ほとんどはクラウド上です。 VoxelMind は、バックエンド、データベース、そして「Brain server」があなたのコンピューターではなくドイツでホストされており、Mod がローカルに保存するのは認証トークンだけだと述べています。ただし、稼働中エージェントのデータと保存された記憶は、AI 処理のために OpenRouter を経由して Google の Gemini や Anthropic の Claude のサービスに送られることもあり、そこには米国への移転が含まれる場合があります。したがってコンパニオンの永続的な記憶は、あなたの Minecraft のセーブデータではなく、サーバー側にあります。
サブスクリプションを解約すると、VoxelMind のコンパニオンの記憶はどうなるのか。
コンパニオンは、VoxelMind が無制限の想起として打ち出しているものから、無料プランの 7 日間のローリングウィンドウへと後退します。古い記憶は表に出てこなくなりますが、VoxelMind によれば、それらは保存されたままで、有料プランを復活させれば再び利用できるようになります。解約が取得を制限するのは、 料金ページと利用規約に従ってのことであり、ボットデータを削除するのと同じ操作ではありません。
VoxelMind のコンパニオンがあなたについて知っていることを、完全に消せるのか。
VoxelMind の現在のプライバシーポリシーによれば、可能です。ダッシュボードの「Delete Bot Data」オプションは、アカウントを残したままボットのすべての記憶、イベント、知識を取り除くものとして説明されています。

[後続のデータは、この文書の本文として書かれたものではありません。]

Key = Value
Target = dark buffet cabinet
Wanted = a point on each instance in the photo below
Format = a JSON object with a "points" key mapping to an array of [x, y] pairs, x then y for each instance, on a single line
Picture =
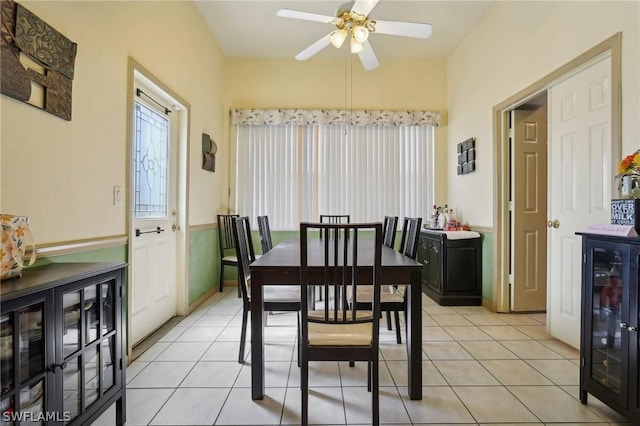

「Delete Account」は、ボット、ボットのデータ、認証記録を含め、アカウントと関連データすべてを取り除くものとして説明されています。ポリシーでは、アカウントのデータは 30 日以内に削除されるとされています。これらは事業者が文書として示した削除の約束であり、そのバックエンドの実際の挙動について独立した監査を受けた保証ではありません。